Ma tutto questo viene con sempre maggiore disinvoltura eluso da un regime politico-burocratico sempre più alla caccia disperata di risorse. Per chi interpreta la democrazia solo come una ripartizione predatoria delle risorse sottratte a chi produce vera ricchezza tutto fa brodo, pur di accontentare la voracità crescente del popolo dei pubblici assistiti, nomenclatura politico-sindacal-burocratica inclusa. Ed è con queste inquietanti premesse che dal primo gennaio è entrato in vigore il nuovo redditometro.

Un sofisticato strumento infernale di verifica fiscale che comprende ben cento voci di riferimento. In pratica il limone spremuto del contribuente verrà passato al setaccio e, ripeto, retroattivamente a partire dall’anno d’imposta 2009. Dunque chi fino ad oggi si è, per modo di dire, sentito al sicuro da ogni contestazione di Equitalia, fidandosi della legislazione vigente, dal primo gennaio dovrà rifare tutti i calcoli, cercando di riportare alla mente -eventualmente con l’ausilio di uno psicoanalista- ricordi di spese effettuate in tempi remoti.

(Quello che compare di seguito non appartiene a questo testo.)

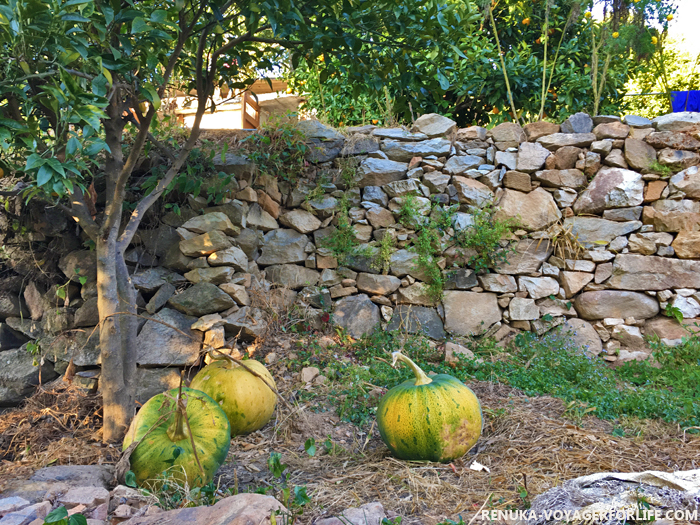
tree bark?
[95,228,135,442]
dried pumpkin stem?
[391,352,433,386]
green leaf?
[44,507,68,525]
[131,16,151,35]
[36,164,53,187]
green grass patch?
[288,329,700,427]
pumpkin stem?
[391,352,433,386]
[167,391,189,443]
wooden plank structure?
[241,91,260,129]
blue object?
[671,91,700,113]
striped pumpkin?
[377,352,482,461]
[123,388,231,488]
[190,359,277,436]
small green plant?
[649,160,673,179]
[371,229,396,275]
[241,115,309,182]
[454,204,518,271]
[664,303,683,325]
[44,507,87,525]
[320,194,360,264]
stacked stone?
[0,113,700,405]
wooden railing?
[241,91,260,129]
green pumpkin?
[377,352,483,462]
[190,359,277,436]
[123,388,231,487]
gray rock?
[0,323,27,351]
[0,291,29,320]
[136,366,180,404]
[362,186,389,208]
[185,266,235,284]
[357,273,401,295]
[508,297,540,321]
[652,111,700,131]
[574,290,659,320]
[537,133,598,151]
[561,113,593,133]
[265,264,320,290]
[444,268,479,290]
[168,283,236,316]
[622,115,651,128]
[58,250,97,282]
[372,128,428,142]
[624,138,656,170]
[411,113,457,139]
[516,142,550,173]
[574,168,644,213]
[380,139,452,162]
[498,239,554,275]
[452,176,493,207]
[488,122,527,142]
[357,158,410,187]
[561,317,603,356]
[213,153,256,180]
[443,291,501,336]
[224,306,268,341]
[136,308,202,367]
[279,209,321,233]
[387,304,446,340]
[477,273,518,293]
[207,246,248,273]
[257,229,309,266]
[202,200,249,228]
[73,297,100,328]
[131,267,183,293]
[443,155,484,175]
[182,211,239,235]
[564,217,642,249]
[333,294,381,338]
[340,135,379,157]
[0,344,57,407]
[494,188,561,231]
[246,202,279,231]
[146,283,176,315]
[608,255,700,290]
[180,230,231,257]
[124,494,284,525]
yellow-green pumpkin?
[122,388,231,488]
[190,359,277,436]
[377,352,483,462]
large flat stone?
[357,157,411,188]
[443,291,502,335]
[136,308,202,367]
[494,188,561,231]
[607,255,700,290]
[333,294,381,338]
[124,494,288,525]
[564,217,642,248]
[574,168,644,213]
[574,290,659,320]
[387,304,445,340]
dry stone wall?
[0,113,700,406]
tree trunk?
[96,228,136,442]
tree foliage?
[290,0,673,125]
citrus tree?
[0,0,470,441]
[290,0,674,125]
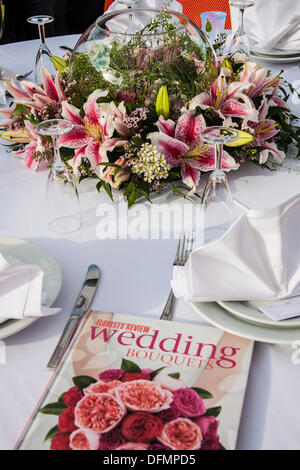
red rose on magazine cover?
[173,388,206,418]
[122,372,150,382]
[75,393,126,433]
[62,387,83,406]
[70,429,99,450]
[157,418,202,450]
[83,380,122,395]
[121,412,163,442]
[50,432,71,450]
[57,406,76,432]
[115,380,173,413]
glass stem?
[38,24,46,44]
[52,135,66,171]
[215,144,223,171]
[239,8,245,31]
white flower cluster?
[130,143,170,183]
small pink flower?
[75,393,126,433]
[70,429,99,450]
[157,418,202,450]
[83,380,122,395]
[116,380,173,413]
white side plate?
[0,237,62,339]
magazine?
[16,310,253,451]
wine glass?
[229,0,255,57]
[27,15,54,83]
[201,126,239,241]
[37,119,81,234]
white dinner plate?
[191,302,300,344]
[218,299,300,328]
[0,237,62,339]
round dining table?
[0,35,300,450]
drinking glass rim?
[96,8,191,38]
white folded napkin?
[241,0,300,51]
[0,254,60,319]
[106,0,182,34]
[171,193,300,302]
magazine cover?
[16,311,253,451]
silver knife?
[47,264,100,369]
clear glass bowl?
[69,8,216,113]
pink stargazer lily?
[239,62,280,98]
[246,96,285,163]
[59,90,127,174]
[14,121,47,171]
[189,70,257,121]
[148,111,239,193]
[5,66,66,111]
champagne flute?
[27,15,54,83]
[229,0,255,58]
[37,119,81,234]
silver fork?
[160,232,194,320]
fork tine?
[180,233,186,263]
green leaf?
[121,359,142,374]
[205,20,212,33]
[191,387,213,398]
[168,372,180,379]
[203,406,222,418]
[150,367,166,380]
[39,401,67,416]
[44,426,59,442]
[72,375,97,390]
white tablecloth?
[0,36,300,449]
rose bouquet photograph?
[39,359,224,451]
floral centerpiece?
[0,3,300,206]
[39,359,224,451]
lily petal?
[61,101,84,126]
[175,111,206,150]
[59,125,94,149]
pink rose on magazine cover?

D’altro canto, se proprio vogliamo dirla tutta, all’interno di una forma di democrazia rappresentativa illimitata (teoricamente il nostro Parlamento potrebbe legittimamente deliberare l’esproprio dell’intero reddito nazionale) non può esserci alcun paletto di natura temporale a tutela del cittadino-bancomat.

Quando chi occupa la stanza dei bottoni si sente investito del diritto divino di compiere il bene comune, mi sembra evidente che contestare la retroattività arbitraria e infame di una legge fiscale non può che essere derubricata al rango di pura questione di lana caprina. Cosa volete che valga un banale principio giuridico di fronte all’obiettivo quasi raggiunto di una società ricca e perfetta per tutti? Così parlavano gli scagnozzi di Stalin quando cercavano di convincere sulla punta delle baionette i riottosi contadini russi ad entrare nei “favolosi” kolchoz. Poveri noi!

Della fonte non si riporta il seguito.